NZ dollar falls after RBNZ adopts easing bias

Article – BusinessDesk

NZ dollar falls after RBNZ adopts easing bias, Fonterra cuts forecast payout

By Paul McBeth

April 30 (BusinessDesk) – The New Zealand dollar fell after the Reserve Bank adopted a bias towards lower interest rates, saying it would cut rates if inflationary pressures come in below expectations, and after Fonterra Cooperative Group cut its forecast payout to its farmer shareholders.

The kiwi dropped to 76.15 US cents at 5pm in Wellington from 76.91 cents at 8am and 76.90 cents yesterday. The trade-weighted index declined to 78.40 from 79.30 yesterday.

Reserve Bank governor Graeme Wheeler kept the official cash rate at 3.5 percent, and said he may have to lower rates if demand and inflationary pressures track lower than its current forecast. That formalised the easing bias flagged last week when assistant governor John McDermott said the bank isn’t considering a rate hike, something that was explicitly kept in the March monetary policy statement.

Separately, Fonterra trimmed its forecast payout by 20 cents to $4.50 per kilogram of milk solids, blaming volatility in global commodity prices and the over-supply in the market, while at the same time saying it expected New Zealand production to be higher in the current season than a year earlier.

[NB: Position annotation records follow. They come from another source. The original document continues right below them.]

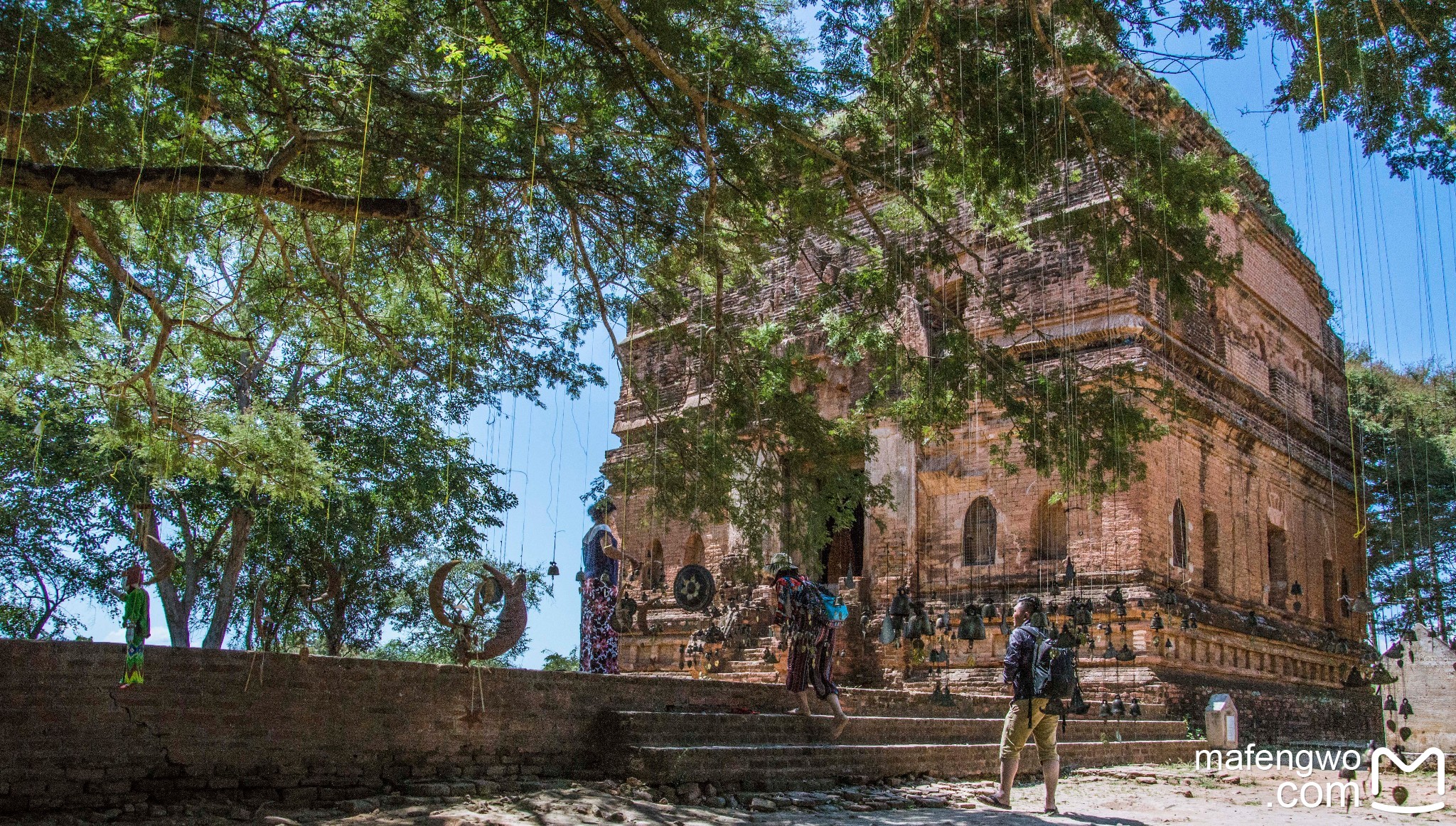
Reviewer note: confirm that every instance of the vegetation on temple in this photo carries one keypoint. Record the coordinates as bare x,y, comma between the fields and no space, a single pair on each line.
1406,423
248,245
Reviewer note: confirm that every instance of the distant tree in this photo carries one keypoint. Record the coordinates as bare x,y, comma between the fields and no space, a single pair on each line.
1407,439
562,662
54,523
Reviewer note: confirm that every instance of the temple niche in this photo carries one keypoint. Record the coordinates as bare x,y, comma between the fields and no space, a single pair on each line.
1236,555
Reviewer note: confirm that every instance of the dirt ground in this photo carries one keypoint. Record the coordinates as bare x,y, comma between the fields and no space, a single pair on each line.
1125,795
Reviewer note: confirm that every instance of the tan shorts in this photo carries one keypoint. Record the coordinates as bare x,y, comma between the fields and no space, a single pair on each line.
1022,722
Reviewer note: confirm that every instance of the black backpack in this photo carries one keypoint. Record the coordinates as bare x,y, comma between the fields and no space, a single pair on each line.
1053,670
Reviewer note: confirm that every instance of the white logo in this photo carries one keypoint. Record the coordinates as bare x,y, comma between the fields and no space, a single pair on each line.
1407,768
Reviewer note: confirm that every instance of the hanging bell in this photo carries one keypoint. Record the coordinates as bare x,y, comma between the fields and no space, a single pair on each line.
1078,705
900,606
890,628
1068,638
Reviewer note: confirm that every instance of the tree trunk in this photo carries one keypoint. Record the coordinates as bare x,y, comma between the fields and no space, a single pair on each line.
228,587
156,551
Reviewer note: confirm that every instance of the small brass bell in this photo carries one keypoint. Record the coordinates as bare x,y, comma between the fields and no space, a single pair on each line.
900,606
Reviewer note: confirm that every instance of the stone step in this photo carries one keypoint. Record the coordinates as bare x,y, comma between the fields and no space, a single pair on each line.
778,767
680,729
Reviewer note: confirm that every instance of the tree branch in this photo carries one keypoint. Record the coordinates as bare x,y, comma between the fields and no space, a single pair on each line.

“The local stuff is starting to weigh on the kiwi now – the economy is doing alright, but things are starting to turn,” said Imre Speizer, market strategist at Westpac Banking Corp in Auckland. “The kiwi fell 60 pips by (the RBNZ) formalising the easing bias.”

New Zealand’s two-year swap rate fell to 3.48 at 5pm in Wellington from 3.5 yesterday and the 10-year swap rate increased to 3.82 from 3.79.

The Reserve Bank’s review followed the US Federal Reserve, which showed policymakers were concerned about the growth in the world’s biggest economy. That prompted some traders to push out their expectations for when the Fed will start lifting interest rates.

Westpac’s Speizer said once the Fed gets closer to hiking rates then the US dollar will resume its uptrend, which has stalled in recent weeks.

New Zealand government figures today showed a pick-up in issuance of new building consents in March, turning around three months of declines. That was largely driven by more permits for new apartments, townhouses, flats and retirement village units.

The next major piece of local economic data will be next week’s employment data, and Speizer said more attention will be paid to the wage data than usual after the Reserve Bank today name-checked wage-setting as one of the inflationary components it’s watching.

The kiwi fell to 95.26 Australian cents at 5pm in Wellington from 96.27 cents yesterday, and declined to 4.7224 Chinese yuan from 4.7719 yuan. It dropped to 90.36 Japanese yen from 91.47 yen yesterday, and fell to 68.55 euro cents from 70.18 cents. The local currency declined to 49.36 British pence from 49.84 pence yesterday.